[PATCH v3] timer: Fix a race condition between timer's callback and destroying code

Roman Kiryanov posted 1 patch 5 months ago
Patches applied successfully (tree, apply log)
git fetch https://github.com/patchew-project/qemu tags/patchew/20240627003134.3447175-1-rkir@google.com
Maintainers: Paolo Bonzini <pbonzini@redhat.com>
include/qemu/timer.h |  1 +
util/qemu-timer.c    | 11 +++++++++++
2 files changed, 12 insertions(+)
[PATCH v3] timer: Fix a race condition between timer's callback and destroying code
Posted by Roman Kiryanov 5 months ago
`timerlist_run_timers` provides no mechanism to
make sure the data pointed by `opaque` is valid
when calling timer's callback: there could be
another thread running which is destroying
timer's opaque data.

With this change `timer_del` becomes blocking if
timer's callback is running and it will be safe
to destroy timer's data once `timer_del` returns.

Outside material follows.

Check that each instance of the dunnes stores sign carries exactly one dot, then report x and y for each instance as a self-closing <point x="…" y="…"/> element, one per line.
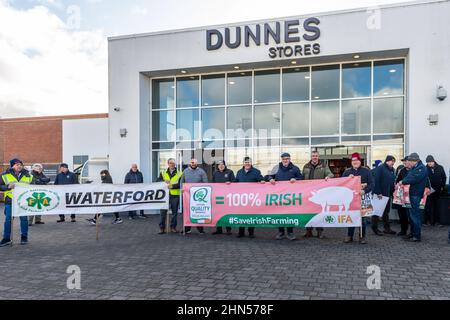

Signed-off-by: Roman Kiryanov <rkir@google.com>
---
v2: rebased to the right branch and removed
    Google specific tags from the commit message.

v3: if a timer's callback happens to be running
    (cb_running) wait until all timers are done.
    qatomic_read/qemu_event_reset could be racing
    and timer_del might wait one extra loop of
    timers to be done.

 include/qemu/timer.h |  1 +
 util/qemu-timer.c    | 11 +++++++++++
 2 files changed, 12 insertions(+)

diff --git a/include/qemu/timer.h b/include/qemu/timer.h
index 5ce83c7911..c2c98f79f4 100644
--- a/include/qemu/timer.h
+++ b/include/qemu/timer.h
@@ -89,6 +89,7 @@ struct QEMUTimer {
     QEMUTimer *next;
     int attributes;
     int scale;
+    bool cb_running;
 };
 
 extern QEMUTimerListGroup main_loop_tlg;
diff --git a/util/qemu-timer.c b/util/qemu-timer.c
index 213114be68..5ec379dc43 100644
--- a/util/qemu-timer.c
+++ b/util/qemu-timer.c
@@ -370,6 +370,7 @@ void timer_init_full(QEMUTimer *ts,
     ts->scale = scale;
     ts->attributes = attributes;
     ts->expire_time = -1;
+    ts->cb_running = false;
 }
 
 void timer_deinit(QEMUTimer *ts)
@@ -435,6 +436,10 @@ void timer_del(QEMUTimer *ts)
         qemu_mutex_lock(&timer_list->active_timers_lock);
         timer_del_locked(timer_list, ts);
         qemu_mutex_unlock(&timer_list->active_timers_lock);
+
+        if (qatomic_read(&ts->cb_running)) {
+            qemu_event_wait(&timer_list->timers_done_ev);
+        }
     }
 }
 
@@ -571,9 +576,15 @@ bool timerlist_run_timers(QEMUTimerList *timer_list)
         cb = ts->cb;
         opaque = ts->opaque;
 
+        /* prevent timer_del from returning while cb(opaque)
+         * is still running (by waiting for timers_done_ev).
+         */
+        qatomic_set(&ts->cb_running, true);
+
         /* run the callback (the timer list can be modified) */
         qemu_mutex_unlock(&timer_list->active_timers_lock);
         cb(opaque);
+        qatomic_set(&ts->cb_running, false);
         qemu_mutex_lock(&timer_list->active_timers_lock);
 
         progress = true;
-- 
2.45.2.741.gdbec12cfda-goog
Re: [PATCH v3] timer: Fix a race condition between timer's callback and destroying code
Posted by Paolo Bonzini 5 months ago
On Thu, Jun 27, 2024 at 2:32 AM Roman Kiryanov <rkir@google.com> wrote:
> +        if (qatomic_read(&ts->cb_running)) {
> +            qemu_event_wait(&timer_list->timers_done_ev);
> +        }

qemu_event_wait() already has the right atomic magic, and
ts->cb_running is both redundant (in general), and I think racy (as
implemented in this patch). This stuff is really hard to get right. At
the very least you need a store-release when clearing the flag, and I
think it also has to be read under the mutex (I'm not sure if there's
anything else, I haven't done a full analysis).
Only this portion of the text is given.